# 826OXE Auger Belt deflection measurement



## Torobrand (Jan 29, 2016)

Broke the two grade 5 bolts on the impeller last weekend, first time they broke, and while looking at my blower, removed the cover and looked at the two belts. One powers the wheels, and one powers the auger/impeller. The one for the auger/impeller looked like it had been spinning and there was a collection of belt material on the cover and around the metal guard. I think it was because as I was busting through the "ice" that the snowplow deposited in front of my driveway, it slipped on the pulley a little.

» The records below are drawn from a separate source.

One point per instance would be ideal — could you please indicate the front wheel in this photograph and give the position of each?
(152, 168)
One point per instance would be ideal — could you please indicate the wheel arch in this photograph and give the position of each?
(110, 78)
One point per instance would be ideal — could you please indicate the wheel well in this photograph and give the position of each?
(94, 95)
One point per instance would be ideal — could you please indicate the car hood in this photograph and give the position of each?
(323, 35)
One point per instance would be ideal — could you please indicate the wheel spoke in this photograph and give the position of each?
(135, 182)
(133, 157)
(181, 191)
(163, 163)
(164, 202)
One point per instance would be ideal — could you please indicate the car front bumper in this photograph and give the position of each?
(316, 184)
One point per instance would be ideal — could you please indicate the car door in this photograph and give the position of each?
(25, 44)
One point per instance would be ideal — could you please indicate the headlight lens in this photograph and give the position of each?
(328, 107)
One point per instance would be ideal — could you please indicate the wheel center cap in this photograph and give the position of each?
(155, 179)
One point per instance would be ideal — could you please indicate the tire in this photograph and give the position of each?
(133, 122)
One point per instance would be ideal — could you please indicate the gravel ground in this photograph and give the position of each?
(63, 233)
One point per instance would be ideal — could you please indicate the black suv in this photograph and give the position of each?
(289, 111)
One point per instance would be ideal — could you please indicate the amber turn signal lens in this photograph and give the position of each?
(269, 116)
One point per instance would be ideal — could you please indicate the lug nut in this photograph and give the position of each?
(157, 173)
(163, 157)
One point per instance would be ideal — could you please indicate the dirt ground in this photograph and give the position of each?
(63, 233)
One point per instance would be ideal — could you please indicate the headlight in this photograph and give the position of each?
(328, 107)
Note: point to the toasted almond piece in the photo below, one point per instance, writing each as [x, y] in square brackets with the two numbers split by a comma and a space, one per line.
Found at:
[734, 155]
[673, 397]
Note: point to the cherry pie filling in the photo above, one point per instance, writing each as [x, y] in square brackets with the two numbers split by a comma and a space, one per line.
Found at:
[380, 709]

I cleared the "ice" on 5 driveways all total and after the 5th driveway, the shear pins broke. 

Question is, is there a belt deflection measurement for the auger/impeller belt or how do you inspect to see if it needs adjusted or replaced?


----------



## UNDERTAKER (Dec 30, 2013)

Just replace the belts. adjust the cable out so the handle is depressed the belt itself will not spin the pulley.k:k:k:k:k:


----------



## Kiss4aFrog (Nov 3, 2013)

If you post the actual model and serial numbers we could look it up. 

You can input them here and should be able to pull up the service manual: https://www.toro.com/en/parts?SearchText=826oxe&SelectedFilterByOption=equipment


----------



## Torobrand (Jan 29, 2016)

*Model/Serial number*



Kiss4aFrog said:


> If you post the actual model and serial numbers we could look it up.
> 
> You can input them here and should be able to pull up the service manual: https://www.toro.com/en/parts?SearchText=826oxe&SelectedFilterByOption=equipment



Model 38624W 
Serial number 311006248


----------